I was going to reply about this but you also brought it up briefly. That is, the effect of psychology on a media. As any technology gets to the point where it matures and is thoroughly understood (at least from a technical POV), as well as is widely used, it ceases to be fun and interesting and "new" to many.
It becomes a commodity. A good example is computers. In the old days, computers were DIY affairs and the haven of scientists, geeks, and technological types looking to push the limits and have fun. But as they got better and better, about 4-5 years ago they suddenly became appliances. Very complex, very maintainance-intensive appliances. It wasn't fun, it wasn't easy - it was plainly put, a chore.

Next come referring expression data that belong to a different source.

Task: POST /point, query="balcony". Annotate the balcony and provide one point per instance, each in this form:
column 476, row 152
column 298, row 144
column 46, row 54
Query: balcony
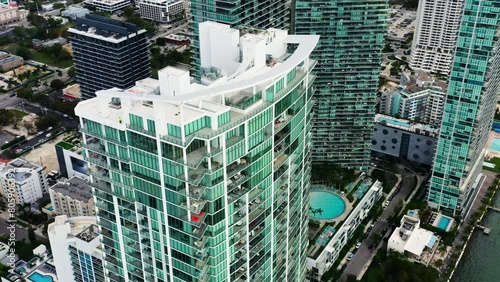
column 237, row 167
column 141, row 130
column 100, row 149
column 196, row 220
column 194, row 206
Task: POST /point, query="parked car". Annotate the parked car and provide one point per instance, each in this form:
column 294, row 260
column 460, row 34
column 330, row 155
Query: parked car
column 350, row 256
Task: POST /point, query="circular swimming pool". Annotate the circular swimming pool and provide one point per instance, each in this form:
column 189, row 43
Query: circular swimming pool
column 326, row 205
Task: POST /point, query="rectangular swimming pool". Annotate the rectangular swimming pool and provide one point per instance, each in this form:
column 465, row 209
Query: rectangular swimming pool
column 495, row 145
column 443, row 223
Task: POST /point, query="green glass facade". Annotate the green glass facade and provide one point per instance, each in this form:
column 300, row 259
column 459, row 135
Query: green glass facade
column 220, row 198
column 261, row 14
column 473, row 91
column 349, row 55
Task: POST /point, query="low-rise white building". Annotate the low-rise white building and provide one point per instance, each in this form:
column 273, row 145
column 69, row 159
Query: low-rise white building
column 70, row 159
column 322, row 263
column 73, row 197
column 25, row 181
column 76, row 249
column 74, row 12
column 162, row 11
column 110, row 6
column 410, row 238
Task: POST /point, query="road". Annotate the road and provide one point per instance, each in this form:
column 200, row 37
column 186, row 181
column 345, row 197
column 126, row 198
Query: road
column 65, row 122
column 21, row 233
column 361, row 259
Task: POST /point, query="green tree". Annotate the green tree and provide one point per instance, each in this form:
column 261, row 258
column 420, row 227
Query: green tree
column 160, row 41
column 57, row 84
column 4, row 40
column 24, row 52
column 71, row 72
column 129, row 12
column 25, row 93
column 6, row 117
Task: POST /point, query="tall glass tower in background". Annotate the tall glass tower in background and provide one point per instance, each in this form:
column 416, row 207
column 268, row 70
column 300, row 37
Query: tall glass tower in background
column 259, row 14
column 349, row 56
column 473, row 91
column 207, row 181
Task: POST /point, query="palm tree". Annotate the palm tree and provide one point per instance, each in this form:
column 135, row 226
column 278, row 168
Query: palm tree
column 320, row 211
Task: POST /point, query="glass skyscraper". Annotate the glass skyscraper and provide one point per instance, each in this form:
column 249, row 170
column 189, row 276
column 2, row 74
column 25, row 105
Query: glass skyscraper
column 349, row 55
column 473, row 91
column 108, row 53
column 209, row 181
column 259, row 14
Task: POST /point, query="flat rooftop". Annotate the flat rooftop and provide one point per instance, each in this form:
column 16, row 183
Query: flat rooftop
column 229, row 83
column 75, row 188
column 104, row 28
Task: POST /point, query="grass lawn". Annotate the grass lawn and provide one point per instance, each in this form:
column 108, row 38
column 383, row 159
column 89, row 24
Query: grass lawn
column 496, row 162
column 388, row 179
column 19, row 114
column 48, row 60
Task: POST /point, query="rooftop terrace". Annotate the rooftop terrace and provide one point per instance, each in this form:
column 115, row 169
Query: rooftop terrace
column 75, row 188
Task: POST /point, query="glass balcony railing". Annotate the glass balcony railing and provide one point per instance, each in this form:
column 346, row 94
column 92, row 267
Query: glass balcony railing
column 194, row 206
column 102, row 136
column 141, row 130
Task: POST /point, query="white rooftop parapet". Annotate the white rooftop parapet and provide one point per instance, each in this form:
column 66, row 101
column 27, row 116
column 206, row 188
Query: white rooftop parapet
column 173, row 81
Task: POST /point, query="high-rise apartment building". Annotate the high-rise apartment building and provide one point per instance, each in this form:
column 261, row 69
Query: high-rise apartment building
column 420, row 99
column 108, row 53
column 257, row 14
column 473, row 90
column 210, row 181
column 76, row 249
column 349, row 56
column 72, row 197
column 435, row 36
column 162, row 11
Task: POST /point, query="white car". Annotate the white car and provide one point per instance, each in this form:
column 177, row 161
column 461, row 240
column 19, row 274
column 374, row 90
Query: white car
column 350, row 256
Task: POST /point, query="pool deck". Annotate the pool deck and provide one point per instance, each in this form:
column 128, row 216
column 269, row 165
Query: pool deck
column 348, row 208
column 491, row 154
column 436, row 221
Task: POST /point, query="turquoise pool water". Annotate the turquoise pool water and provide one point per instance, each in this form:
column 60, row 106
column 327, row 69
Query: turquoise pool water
column 37, row 277
column 393, row 121
column 495, row 145
column 443, row 223
column 332, row 206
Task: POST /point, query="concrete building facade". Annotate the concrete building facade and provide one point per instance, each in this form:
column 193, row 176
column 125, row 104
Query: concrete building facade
column 108, row 53
column 325, row 260
column 402, row 138
column 25, row 181
column 436, row 31
column 349, row 56
column 212, row 176
column 72, row 197
column 162, row 11
column 473, row 91
column 421, row 99
column 110, row 6
column 76, row 249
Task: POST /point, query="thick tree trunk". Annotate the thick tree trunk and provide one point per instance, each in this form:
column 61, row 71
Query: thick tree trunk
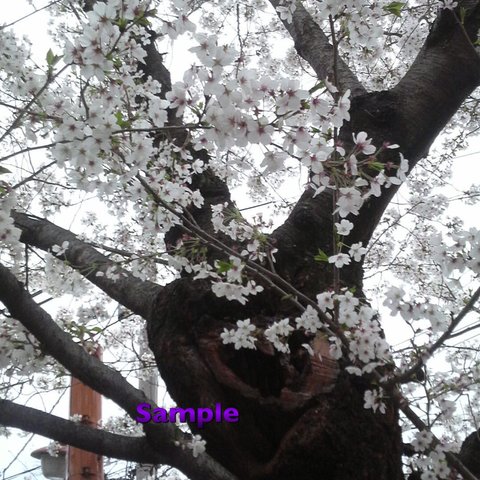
column 299, row 418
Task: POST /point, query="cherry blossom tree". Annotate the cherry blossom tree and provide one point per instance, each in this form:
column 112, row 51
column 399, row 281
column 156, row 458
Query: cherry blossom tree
column 124, row 193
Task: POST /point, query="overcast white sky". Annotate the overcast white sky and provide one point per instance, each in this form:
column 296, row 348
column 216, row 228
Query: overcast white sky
column 467, row 169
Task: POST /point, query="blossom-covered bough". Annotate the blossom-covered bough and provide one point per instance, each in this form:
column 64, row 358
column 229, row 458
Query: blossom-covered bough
column 277, row 324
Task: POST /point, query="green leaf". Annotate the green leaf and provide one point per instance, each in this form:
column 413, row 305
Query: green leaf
column 121, row 122
column 395, row 8
column 52, row 59
column 321, row 256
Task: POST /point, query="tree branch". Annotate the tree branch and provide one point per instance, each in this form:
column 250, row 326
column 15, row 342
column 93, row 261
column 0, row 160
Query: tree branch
column 135, row 449
column 130, row 291
column 107, row 381
column 313, row 46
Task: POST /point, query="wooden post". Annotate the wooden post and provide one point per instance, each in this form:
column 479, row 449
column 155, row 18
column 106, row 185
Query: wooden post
column 84, row 401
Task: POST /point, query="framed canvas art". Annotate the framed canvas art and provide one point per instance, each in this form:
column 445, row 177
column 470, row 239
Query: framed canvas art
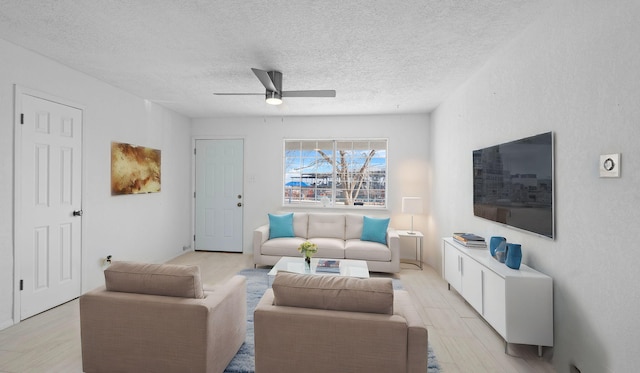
column 134, row 169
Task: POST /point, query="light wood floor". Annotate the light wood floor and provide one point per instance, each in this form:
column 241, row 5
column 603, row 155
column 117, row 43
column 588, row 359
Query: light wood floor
column 462, row 341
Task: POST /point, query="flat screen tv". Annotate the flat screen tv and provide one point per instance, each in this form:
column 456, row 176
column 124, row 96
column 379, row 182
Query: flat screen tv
column 513, row 184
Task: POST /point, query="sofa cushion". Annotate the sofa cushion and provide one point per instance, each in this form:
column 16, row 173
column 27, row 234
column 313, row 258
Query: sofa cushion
column 326, row 225
column 300, row 224
column 354, row 226
column 374, row 229
column 372, row 295
column 155, row 279
column 282, row 246
column 367, row 250
column 281, row 225
column 329, row 247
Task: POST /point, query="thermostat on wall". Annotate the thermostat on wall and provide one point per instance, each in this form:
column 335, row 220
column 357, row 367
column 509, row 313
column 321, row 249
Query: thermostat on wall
column 610, row 165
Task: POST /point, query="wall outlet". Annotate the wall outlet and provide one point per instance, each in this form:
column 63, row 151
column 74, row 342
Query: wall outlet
column 106, row 261
column 610, row 165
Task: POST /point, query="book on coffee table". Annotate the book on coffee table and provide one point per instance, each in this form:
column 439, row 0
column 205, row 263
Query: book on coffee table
column 328, row 265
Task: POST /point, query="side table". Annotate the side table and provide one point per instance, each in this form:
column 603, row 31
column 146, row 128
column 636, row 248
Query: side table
column 419, row 238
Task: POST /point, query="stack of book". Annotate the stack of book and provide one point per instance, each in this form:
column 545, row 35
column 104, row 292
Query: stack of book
column 469, row 240
column 327, row 265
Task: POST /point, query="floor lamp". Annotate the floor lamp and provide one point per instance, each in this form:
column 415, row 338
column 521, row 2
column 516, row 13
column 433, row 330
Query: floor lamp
column 411, row 205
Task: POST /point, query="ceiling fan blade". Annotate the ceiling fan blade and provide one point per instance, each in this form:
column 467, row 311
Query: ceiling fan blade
column 239, row 94
column 265, row 79
column 315, row 93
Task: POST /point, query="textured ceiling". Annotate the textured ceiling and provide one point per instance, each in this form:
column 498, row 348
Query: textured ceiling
column 382, row 57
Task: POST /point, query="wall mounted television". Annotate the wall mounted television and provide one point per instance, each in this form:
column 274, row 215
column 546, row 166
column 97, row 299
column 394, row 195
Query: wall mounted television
column 513, row 184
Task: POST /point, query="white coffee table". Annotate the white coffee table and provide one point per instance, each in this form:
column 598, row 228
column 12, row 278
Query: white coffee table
column 348, row 267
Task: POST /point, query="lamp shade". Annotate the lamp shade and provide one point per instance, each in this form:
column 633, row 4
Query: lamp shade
column 411, row 205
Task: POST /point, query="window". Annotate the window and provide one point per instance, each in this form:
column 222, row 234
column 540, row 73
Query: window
column 335, row 172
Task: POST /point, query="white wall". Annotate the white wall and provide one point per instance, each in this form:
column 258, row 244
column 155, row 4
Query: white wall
column 150, row 227
column 574, row 72
column 408, row 145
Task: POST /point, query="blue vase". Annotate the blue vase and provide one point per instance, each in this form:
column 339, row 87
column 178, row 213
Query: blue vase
column 494, row 242
column 501, row 252
column 514, row 255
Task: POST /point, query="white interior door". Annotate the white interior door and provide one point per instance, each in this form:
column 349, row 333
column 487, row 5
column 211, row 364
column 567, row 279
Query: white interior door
column 48, row 233
column 218, row 196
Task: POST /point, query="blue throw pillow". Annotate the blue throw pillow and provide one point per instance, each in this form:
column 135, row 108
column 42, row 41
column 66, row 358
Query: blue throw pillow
column 281, row 226
column 375, row 230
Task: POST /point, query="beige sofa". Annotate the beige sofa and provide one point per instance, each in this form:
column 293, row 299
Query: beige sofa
column 338, row 236
column 315, row 323
column 158, row 318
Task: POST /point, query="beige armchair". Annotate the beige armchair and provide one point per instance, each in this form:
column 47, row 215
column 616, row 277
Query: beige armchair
column 158, row 318
column 316, row 323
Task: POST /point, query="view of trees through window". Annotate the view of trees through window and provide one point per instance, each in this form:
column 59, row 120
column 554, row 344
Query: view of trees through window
column 335, row 172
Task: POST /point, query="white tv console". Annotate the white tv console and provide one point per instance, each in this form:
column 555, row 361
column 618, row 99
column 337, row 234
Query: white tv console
column 518, row 304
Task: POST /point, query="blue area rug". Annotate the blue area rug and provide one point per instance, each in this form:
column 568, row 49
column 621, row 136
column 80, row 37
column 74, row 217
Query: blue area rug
column 257, row 284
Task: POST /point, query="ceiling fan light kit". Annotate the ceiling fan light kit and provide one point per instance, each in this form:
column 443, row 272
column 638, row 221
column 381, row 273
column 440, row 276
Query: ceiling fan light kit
column 272, row 82
column 273, row 98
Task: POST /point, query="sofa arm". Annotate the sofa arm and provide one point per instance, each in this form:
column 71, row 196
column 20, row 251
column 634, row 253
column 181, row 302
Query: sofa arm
column 417, row 337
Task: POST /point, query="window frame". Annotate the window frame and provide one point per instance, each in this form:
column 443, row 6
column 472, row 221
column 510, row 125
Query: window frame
column 307, row 191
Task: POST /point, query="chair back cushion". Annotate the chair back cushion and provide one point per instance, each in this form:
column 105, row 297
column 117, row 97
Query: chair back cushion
column 340, row 293
column 155, row 279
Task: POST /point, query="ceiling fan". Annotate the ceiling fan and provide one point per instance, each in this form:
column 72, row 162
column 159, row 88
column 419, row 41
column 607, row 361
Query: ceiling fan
column 272, row 82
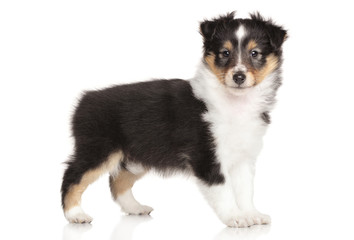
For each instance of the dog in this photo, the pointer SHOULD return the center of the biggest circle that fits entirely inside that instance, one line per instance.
(210, 126)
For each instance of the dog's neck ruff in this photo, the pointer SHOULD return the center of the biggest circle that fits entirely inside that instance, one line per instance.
(219, 98)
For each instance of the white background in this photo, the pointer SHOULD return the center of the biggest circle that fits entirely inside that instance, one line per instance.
(50, 51)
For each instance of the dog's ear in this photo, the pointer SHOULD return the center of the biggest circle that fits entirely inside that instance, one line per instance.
(207, 29)
(276, 34)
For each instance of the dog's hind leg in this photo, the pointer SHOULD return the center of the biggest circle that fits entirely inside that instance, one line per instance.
(121, 188)
(77, 177)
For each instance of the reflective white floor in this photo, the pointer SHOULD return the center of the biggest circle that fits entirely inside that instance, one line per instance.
(132, 227)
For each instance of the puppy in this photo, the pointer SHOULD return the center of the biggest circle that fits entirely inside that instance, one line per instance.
(210, 126)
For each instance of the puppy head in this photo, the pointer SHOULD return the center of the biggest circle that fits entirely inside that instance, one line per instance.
(242, 52)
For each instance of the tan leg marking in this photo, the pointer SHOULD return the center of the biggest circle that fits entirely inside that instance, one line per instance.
(73, 197)
(123, 182)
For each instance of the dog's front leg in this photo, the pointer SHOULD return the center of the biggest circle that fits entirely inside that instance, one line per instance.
(221, 198)
(242, 179)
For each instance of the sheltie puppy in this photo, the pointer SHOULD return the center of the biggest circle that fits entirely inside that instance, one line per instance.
(210, 126)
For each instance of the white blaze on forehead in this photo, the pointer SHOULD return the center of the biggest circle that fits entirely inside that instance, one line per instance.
(240, 34)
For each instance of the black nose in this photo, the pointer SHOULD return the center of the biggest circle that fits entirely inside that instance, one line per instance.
(239, 78)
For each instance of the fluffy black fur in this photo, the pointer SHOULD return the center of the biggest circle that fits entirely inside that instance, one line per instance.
(157, 124)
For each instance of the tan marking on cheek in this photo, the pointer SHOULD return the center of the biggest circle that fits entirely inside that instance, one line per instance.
(272, 62)
(219, 72)
(73, 196)
(228, 45)
(251, 45)
(123, 182)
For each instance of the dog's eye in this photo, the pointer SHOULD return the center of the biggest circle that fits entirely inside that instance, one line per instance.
(254, 53)
(225, 53)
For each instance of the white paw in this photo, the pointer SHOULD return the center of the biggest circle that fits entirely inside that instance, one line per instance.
(138, 210)
(77, 215)
(248, 219)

This is an intolerable state for the human mind - it honestly hates grinding and thinking just to get stuff done. Simplicity and functionality become more and more the goal, so there's a swing back to simpler methods. You see this in cooking - from the stupidly fancy cookbooks and shows of the 90s to a shift back to simpler food. You see it in the recent interest in low-impact and natural housing. You saw it in watches - digital was the rage in the 80s and 90s and now it's swung back. You see it even in technology itself. It's why the Wii sells so well.
DSLRs amaze me but at the same time I still opt for the simplicity of my old Rollei. 4-5 things to remember, all analog and "fuzzy logic" type controls. Dials to grasp, knobs to nudge... it's simple and intuitive. So then you concentrate on the shot alone, or close to it.
And when you get it back, it's OK or it's great - you judge and live with it. No tweaking for hours to get it to look "right" - You take your chances, learn to trust yourself, and move on. The time that people now spend at their computers is amazing, really.
Edit - that said, I also love my DSLR, but most of the time I'm just not in the mood to deal with it. Though, it does work fantastic for trips and family photos and the like. Point - shoot - done.